Alex Dunlevy was born in Derbyshire, England, the son of a village headmaster. When he was still very young, the family moved south, to Betjeman’s Metroland before it was swallowed by London’s sprawl and became just another suburb. From the excellent, local primary school, whose headmaster entered Alex’s early stories for an international competition in Rome, he won a state scholarship to a public school where English master ‘Harry’ Hunter encouraged his early writing efforts, mostly poetry. Alex studied French and German literature at school and was entranced by Alain-Fournier’s Le Grand Meaulnes and fascinated by the crime writing of Dürrenmatt and Simenon.
After the death of his father, when Alex was fourteen, his academic achievements took a dive, and he became much more interested in cars and girls and drumming in bands. He decided against university and, instead, started work aged seventeen. Two years later, he left for South Devon to escape the suburbs in search of beauty.
Gradually, he drifted into a career in finance and writing was shelved, but it never left his thoughts and he knew that, somehow, he would get back to it one day. At work, Alex started to do well and was asked to move with his company to Wiltshire. As the company grew, he grew with it and found himself European Treasurer by his mid-thirties. He studied for an MBA at The University of Warwick and was awarded a distinction. Later, he joined a small, British services group as its first Finance Director, helping the company onto the Nasdaq market in New York and leading a string of acquisitions.
When this job ended, Alex went through a difficult period. He was struggling to see his next move and was hit by the loss of most of the people dear to him in the space of a decade. He had bought a ruined stone house in Crete. Now, he set about restoring it.
Since then, Alex divided his time between Wiltshire and Crete before moving to Crete in 2022. He had finally returned to writing in 2016 after joining a local writing group and then Jericho Writers in Oxford. He began writing short stories, seventeen of which are now published in a collection: The Late Shift Specialist. The first draft of his debut novel, The Unforgiving Stone, was written in Crete, between August and November 2018. Many re-writes and endless edits followed before it was published in October 2020. Beneath the Stone was written between June 2020 and February 2021 and published March 2021. The Stone Skimmers was written in late 2021 and early 2022 and published May 2022.
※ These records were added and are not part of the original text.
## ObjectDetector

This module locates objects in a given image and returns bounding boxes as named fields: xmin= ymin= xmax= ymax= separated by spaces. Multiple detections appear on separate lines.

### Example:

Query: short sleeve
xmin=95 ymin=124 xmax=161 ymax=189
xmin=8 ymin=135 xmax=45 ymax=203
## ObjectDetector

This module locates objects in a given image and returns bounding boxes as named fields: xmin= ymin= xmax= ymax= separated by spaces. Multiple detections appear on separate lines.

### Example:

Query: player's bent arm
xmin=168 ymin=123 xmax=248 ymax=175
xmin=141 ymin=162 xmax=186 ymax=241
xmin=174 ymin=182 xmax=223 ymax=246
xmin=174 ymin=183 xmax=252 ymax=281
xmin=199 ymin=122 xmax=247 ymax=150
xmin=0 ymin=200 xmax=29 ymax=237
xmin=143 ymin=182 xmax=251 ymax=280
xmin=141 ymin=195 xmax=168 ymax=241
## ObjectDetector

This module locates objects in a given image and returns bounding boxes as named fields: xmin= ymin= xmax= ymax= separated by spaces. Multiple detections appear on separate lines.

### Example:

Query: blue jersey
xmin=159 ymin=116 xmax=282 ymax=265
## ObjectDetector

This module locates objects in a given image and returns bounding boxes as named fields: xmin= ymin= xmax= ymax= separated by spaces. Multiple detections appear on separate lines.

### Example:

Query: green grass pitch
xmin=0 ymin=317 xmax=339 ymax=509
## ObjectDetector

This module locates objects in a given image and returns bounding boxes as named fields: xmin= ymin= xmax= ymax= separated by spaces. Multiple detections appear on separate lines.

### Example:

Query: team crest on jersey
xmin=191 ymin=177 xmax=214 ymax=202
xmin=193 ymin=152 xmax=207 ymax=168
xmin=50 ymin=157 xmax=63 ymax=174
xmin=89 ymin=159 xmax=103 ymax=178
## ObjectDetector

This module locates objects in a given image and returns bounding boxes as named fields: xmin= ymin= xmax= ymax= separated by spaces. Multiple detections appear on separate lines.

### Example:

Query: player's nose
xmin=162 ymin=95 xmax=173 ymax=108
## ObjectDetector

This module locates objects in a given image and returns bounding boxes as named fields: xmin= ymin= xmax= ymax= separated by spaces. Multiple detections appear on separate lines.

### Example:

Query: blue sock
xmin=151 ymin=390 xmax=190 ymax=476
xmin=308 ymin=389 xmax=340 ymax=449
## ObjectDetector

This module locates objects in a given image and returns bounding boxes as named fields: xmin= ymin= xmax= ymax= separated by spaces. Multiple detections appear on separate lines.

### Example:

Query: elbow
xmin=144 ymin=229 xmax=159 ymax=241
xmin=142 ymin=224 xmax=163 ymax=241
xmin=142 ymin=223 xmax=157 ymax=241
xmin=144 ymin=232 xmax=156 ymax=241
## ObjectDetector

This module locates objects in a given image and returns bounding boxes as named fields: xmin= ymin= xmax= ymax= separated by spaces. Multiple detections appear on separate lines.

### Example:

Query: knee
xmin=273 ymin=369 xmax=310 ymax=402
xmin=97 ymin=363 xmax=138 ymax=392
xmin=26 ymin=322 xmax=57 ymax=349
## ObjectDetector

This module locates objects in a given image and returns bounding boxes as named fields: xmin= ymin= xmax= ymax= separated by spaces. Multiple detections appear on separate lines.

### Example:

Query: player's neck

The writers that have impressed and influenced Alex, over the years include Thomas Hardy, Nevil Shute, John Le Carré, Frank Tilsley and, more recently, Khaled Hosseini, Donna Tartt, Jennifer Egan and Jane Harper.
He loves gentle, intelligent people, soft jazz, solid rock music, British crime movies, cricket, cats, cooking, red wine, walking in the fells, swimming in the Mediterranean, al fresco dining with friends - and hearing from his readers (he would love you to email him at AlexDunlevyAuthor@gmail.com).
He hates violence and cruelty, petty bureaucracy, duplicity, being overcharged for mediocre meals and yappy dogs.